O problema principal de "O Guia" é a falta de inventividade para pôr na mesa um tema que, querendo ou não, já foi discutido à exaustão e que AINDA precisa ser levantado. Toda a roupagem do filme o coloca num âmbito digno da Sessão da Tarde: importante debate, mas sem a menor ousadia, a fim de não cercear o apelo comercial - e a artimanha funciona, visto o número de honrarias que esse panfleto já conseguiu, como o Globo de Ouro, o National Board of Review e a Guilda de Produtores, o maior peso para o Oscar de "Melhor Filme". É necessário criatividade para sair da caixinha do ordinário e acrescentar, não apenas existir, e nem preciso ir longe para mostrar um exemplo.

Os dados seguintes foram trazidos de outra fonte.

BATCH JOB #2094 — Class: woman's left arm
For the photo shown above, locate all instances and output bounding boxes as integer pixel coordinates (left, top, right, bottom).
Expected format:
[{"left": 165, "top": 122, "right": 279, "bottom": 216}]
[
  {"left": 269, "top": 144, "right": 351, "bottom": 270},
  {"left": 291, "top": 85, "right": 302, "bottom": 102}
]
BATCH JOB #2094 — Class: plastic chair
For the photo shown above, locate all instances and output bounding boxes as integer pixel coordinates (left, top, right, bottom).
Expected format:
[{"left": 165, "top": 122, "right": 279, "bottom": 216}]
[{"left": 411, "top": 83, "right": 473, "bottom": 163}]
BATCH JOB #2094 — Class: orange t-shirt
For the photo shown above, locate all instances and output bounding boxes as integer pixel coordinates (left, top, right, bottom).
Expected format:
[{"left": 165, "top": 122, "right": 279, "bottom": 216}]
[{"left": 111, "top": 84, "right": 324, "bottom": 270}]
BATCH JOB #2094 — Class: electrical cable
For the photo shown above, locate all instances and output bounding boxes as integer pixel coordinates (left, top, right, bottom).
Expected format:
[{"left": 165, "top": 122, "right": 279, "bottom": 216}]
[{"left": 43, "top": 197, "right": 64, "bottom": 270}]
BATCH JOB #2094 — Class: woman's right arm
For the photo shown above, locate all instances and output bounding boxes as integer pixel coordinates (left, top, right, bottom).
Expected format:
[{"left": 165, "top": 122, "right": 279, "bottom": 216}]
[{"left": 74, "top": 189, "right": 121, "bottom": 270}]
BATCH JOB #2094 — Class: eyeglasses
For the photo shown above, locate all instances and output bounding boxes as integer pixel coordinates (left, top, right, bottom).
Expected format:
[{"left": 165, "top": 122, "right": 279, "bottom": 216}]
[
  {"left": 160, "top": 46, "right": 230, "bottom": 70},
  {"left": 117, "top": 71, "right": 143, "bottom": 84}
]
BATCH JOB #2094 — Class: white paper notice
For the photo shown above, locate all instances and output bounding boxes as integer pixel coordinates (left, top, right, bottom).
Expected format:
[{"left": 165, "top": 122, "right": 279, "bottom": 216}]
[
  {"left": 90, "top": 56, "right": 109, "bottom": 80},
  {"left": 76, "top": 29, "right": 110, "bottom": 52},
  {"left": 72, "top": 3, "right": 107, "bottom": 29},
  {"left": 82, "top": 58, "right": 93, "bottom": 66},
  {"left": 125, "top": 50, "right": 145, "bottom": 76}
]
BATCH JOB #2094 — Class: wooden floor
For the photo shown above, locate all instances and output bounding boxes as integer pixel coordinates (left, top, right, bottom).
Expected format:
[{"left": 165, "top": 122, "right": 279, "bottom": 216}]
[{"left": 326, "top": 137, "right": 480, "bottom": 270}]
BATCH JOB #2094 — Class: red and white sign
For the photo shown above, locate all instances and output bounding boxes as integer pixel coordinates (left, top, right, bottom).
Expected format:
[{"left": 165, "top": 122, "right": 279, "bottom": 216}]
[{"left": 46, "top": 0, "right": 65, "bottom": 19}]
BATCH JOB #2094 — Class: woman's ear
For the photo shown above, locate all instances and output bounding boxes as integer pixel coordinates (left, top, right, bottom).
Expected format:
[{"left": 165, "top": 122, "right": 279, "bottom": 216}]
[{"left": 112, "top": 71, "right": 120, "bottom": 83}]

"Infiltrado na Klan", que concorre ao lado de "O Guia", também transcorre sobre o racismo, porém, além da sagacidade incrível de Spike Lee, possui uma diferença crucial: está interessado em conversar com os negros ao invés de educar brancos, o oposto de "O Guia" - note o trajeto de Tony, que começa jogando fora os copos usados por negros em sua casa para defender Don. Que herói.

É inegável que existem momentos e diálogos acima da média no filme de Peter Farrelly - conhecido por dirigir, eeeerrrr, "Debi & Lóide" (sim), como "Inteligência não é o suficiente, é preciso coragem para mudar a cabeça das pessoas". Há uma rápida montagem com closes num presépio, mostrando o menino Jesus em toda sua branquitude e olhos azuis, a maior mentira da cultura ocidental. Além do diálogo após a delegacia, quando Don grita que não é aceito pelos brancos por ser negro, nem pelos negros por ter estudo, nem pelos homens por ser gay.

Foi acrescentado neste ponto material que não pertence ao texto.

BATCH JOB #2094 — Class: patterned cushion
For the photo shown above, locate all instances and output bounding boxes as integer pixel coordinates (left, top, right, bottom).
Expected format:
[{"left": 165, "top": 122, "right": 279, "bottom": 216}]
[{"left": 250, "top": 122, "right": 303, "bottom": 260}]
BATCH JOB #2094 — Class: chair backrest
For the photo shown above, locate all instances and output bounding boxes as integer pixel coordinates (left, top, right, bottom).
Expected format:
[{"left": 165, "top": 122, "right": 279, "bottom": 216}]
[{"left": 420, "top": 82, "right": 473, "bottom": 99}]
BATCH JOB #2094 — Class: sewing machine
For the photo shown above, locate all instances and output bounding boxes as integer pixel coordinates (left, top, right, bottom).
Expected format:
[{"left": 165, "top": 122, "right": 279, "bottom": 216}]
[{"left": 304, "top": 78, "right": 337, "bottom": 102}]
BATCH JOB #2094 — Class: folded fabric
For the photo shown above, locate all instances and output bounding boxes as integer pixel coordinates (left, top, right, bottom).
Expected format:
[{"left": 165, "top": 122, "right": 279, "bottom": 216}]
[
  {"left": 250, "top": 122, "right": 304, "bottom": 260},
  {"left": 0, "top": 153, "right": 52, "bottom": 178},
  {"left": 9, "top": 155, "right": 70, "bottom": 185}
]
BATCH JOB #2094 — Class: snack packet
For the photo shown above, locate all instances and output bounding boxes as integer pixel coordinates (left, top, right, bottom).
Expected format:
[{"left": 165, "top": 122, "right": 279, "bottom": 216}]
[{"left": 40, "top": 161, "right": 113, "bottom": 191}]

É um sutil tapa na cara do espectador que abre camadas daquela personalidade - mas ainda assim a produção não perde a oportunidade de dar um "climão" e colocar os personagens debaixo de chuva. Não dá para dar uma medalha nem mesmo às atuações: Viggo Mortensen e Mahershala Ali fazem um trabalho digno, mas nada fora de série. Ali, em principal, que parece caminhar ao segundo Oscar de "Ator Coadjuvante", parece deslocado e sob uma direção que em momento nenhum conseguiu retirar o que ele tem de melhor.

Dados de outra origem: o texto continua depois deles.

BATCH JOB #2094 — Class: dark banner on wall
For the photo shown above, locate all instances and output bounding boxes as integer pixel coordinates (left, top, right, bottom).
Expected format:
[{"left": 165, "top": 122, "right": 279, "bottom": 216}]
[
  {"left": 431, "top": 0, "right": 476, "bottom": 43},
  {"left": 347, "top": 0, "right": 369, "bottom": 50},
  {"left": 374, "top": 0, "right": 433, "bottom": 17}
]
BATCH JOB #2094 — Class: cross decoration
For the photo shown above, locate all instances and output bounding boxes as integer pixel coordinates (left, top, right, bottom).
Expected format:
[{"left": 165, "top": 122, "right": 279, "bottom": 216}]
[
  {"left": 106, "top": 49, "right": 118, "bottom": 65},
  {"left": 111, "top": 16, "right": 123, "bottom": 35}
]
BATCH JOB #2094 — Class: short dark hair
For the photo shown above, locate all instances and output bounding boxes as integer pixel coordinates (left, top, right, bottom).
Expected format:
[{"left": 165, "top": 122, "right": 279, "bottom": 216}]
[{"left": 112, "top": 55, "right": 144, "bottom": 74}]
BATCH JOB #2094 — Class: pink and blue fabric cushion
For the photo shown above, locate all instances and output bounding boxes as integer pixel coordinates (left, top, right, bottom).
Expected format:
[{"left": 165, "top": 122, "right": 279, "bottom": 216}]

É cristalino que o racismo é um horror, todos sabemos - ou deveríamos saber -, e é esta pontuação que faz a existência de "O Guia" ser ainda necessária. A produção, contudo, não tira vantagem dessa necessidade para desenvolver um filme que discuta algo de uma forma além do que já foi posta no ecrã centenas de vezes. Assim como não era preciso reinventar a roda, não cabia aceitar tanta passividade diante do que é óbvio e rasteiro, deixando a fita no âmbito do lugar-comum, apesar de toda boa intenção. Caso você tenha o menor contato com outros seres humanos, esse manual sobre discrepâncias raciais que emula repetições acrescentará nada.